There are a lot of reasons to be upset as an Edmonton Oilers fan right now. The team is sixth in the Pacific Division and eight points out of a wild card spot midway through the season. Postseason hopes are running on fumes. A Stanley Cup seems almost entirely out of reach.
That’s never where you want to be when you have Connor McDavid, the reigning league MVP and arguably the best player in the league. Usually the hardest part of constructing a contender is finding players like him. The Oilers, meanwhile, have struggled with everything else.
Except there’s another problem for the Oilers and general manager Peter Chiarelli, who recently said he was “feeling the heat” of his team’s struggles: This year represents the end of their best window. It’s not necessarily going to get any easier from here.
For the past two-plus seasons, McDavid has been playing on his entry-level contract, which includes a $925,000 base cap hit and $2.85 million in performance bonuses. He always maxes out his earnings, so the total cap hit is really $3.775 million, but that’s still a massive bargain for a Hart Trophy winner.
Next season, that figure more than triples as McDavid’s eight-year, $100 million extension goes into effect. His well-deserved $12.5 million cap hit will be the highest in the league. It was the necessary price to retain a generational talent, but for a team that’s otherwise made a lot of puzzling decisions, there won’t be much flexibility left to address problems.
The Oilers already have $60.9 million tied up in just seven forwards, four defensemen, and two goalies for next season, according to Cap Friendly. The team should avoid a salary cap overage if it doesn’t make any major additions this season because it’s so far under the cap. But even an $80 million salary cap would leave just $19.1 million to add another nine-to-10 players.
A good chunk of that money will need to go to defenseman Darnell Nurse, who is a restricted free agent in the summer. Ryan Strome, Brandon Davidson, and Drake Caggiula will also be RFAs. On the UFA front, Mark Letestu, Patrick Maroon, and Mike Cammalleri will all need to be replaced.
That’s not an impossible task if your goal is simply to ice a team next season. But it begs the question of how the Oilers plan to address all their current problem in that situation.
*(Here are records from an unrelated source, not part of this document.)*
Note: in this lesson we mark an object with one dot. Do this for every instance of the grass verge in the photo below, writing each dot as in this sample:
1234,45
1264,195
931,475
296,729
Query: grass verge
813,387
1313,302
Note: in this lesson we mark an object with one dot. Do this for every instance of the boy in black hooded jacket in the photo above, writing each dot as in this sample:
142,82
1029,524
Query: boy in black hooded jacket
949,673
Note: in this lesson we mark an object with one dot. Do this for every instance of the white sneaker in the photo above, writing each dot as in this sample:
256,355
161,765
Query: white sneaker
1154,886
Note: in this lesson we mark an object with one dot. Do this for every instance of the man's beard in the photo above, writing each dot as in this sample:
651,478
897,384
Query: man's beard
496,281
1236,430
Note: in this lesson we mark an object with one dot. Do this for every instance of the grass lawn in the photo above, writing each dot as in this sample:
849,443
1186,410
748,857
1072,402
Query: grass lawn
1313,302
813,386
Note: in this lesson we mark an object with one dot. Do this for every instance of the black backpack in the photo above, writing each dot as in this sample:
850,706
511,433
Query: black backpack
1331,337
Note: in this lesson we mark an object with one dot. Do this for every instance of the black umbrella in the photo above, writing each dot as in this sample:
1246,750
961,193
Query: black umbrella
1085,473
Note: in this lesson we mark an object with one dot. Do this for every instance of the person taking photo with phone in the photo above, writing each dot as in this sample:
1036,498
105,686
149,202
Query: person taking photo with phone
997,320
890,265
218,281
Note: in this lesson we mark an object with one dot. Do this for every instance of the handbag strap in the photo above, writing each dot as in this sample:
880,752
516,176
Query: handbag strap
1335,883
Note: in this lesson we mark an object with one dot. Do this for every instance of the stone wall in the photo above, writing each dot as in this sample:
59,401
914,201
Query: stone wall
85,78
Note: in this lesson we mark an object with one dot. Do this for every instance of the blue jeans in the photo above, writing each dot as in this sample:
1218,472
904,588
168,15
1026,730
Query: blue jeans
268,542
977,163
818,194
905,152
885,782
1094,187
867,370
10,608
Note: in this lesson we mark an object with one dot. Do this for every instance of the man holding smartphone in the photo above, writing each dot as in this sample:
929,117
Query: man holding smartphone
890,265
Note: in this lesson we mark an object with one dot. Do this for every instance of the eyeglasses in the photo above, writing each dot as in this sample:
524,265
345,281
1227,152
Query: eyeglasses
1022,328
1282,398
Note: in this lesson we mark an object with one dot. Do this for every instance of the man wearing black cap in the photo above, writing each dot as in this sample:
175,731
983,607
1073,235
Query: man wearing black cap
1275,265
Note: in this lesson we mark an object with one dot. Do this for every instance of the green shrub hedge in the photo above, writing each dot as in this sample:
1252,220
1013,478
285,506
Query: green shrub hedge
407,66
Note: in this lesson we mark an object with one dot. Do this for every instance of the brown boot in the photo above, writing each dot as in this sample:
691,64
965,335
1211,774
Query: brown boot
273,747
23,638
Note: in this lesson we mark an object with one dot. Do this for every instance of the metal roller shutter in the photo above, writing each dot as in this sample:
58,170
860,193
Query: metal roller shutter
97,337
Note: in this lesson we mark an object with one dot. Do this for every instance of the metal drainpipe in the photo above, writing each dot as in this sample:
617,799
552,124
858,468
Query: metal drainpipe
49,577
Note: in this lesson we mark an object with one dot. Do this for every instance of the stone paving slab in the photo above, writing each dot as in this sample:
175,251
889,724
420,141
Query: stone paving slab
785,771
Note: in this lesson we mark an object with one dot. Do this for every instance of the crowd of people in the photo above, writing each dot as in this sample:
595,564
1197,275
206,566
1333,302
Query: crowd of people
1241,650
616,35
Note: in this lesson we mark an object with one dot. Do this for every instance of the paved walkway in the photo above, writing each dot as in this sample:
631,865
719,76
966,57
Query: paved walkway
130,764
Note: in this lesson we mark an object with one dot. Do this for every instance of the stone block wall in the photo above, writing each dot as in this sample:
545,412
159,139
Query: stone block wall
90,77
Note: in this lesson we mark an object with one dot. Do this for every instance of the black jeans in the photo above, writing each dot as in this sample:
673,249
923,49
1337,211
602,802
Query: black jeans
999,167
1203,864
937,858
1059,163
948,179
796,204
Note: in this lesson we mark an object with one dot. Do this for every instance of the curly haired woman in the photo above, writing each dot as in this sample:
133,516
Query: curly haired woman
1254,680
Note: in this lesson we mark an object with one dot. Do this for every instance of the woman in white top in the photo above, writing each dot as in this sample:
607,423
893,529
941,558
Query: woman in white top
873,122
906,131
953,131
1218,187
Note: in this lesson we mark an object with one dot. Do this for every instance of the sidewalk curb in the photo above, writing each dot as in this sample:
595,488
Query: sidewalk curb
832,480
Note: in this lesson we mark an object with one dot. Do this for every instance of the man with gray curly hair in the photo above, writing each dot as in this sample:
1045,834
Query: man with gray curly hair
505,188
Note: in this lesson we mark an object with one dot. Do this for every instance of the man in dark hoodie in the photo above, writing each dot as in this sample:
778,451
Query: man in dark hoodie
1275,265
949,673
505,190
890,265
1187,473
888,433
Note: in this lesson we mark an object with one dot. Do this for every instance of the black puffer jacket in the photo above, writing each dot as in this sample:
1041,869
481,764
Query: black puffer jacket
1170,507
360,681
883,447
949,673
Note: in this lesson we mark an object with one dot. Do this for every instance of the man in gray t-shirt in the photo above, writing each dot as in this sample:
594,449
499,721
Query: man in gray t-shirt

The team still has a defensive foursome of Oscar Klefbom, Andrej Sekera, Adam Larsson, and Kris Russell signed for a combined $17.8 million through the 2020-21 season. It still has Milan Lucic at a $6 million cap hit until 2023.
And while some of those questionable deals look damaging now, they will only get worse once McDavid is eating up a larger proportion of the salary cap. The NHL’s system gives little margin for error for teams paying premiums to stay players, and the Oilers have more than used up their wiggle room with onerous contracts already on the books.
That’s why the first three years of McDavid’s career presented such a big opportunity. Entry-level deals are the bargains of the NHL, and these three seasons were always going to be Edmonton’s best chance to surround him with the most talent possible. That’s part of why people were so upset when the team made bad deals to ship out Taylor Hall and Jordan Eberle: The team may never get players like that again as long as McDavid keeps them competitive.
Now that’s not to say the Oilers are hopeless. McDavid, Draisaitl, Klefbom, Nurse, Larsson, and Cam Talbot comprise a good group of core players. Jesse Puljujarvi and Kailer Yamamoto will still be on ELCs next season. Extreme parity means a quick turnaround is always possible, especially when your best player is as good as McDavid. In this league, it seems like everyone is a couple of smart moves and some good luck away from contention.
But none of that changes the fact that building around McDavid was always going to be easier with a $3.775 million cap hit than a $12.5 million cap hit. And right now, in their final season under those more favorable circumstances and with McDavid posting 47 points in 43 games, the Oilers are 27th out of 31 teams in the standings.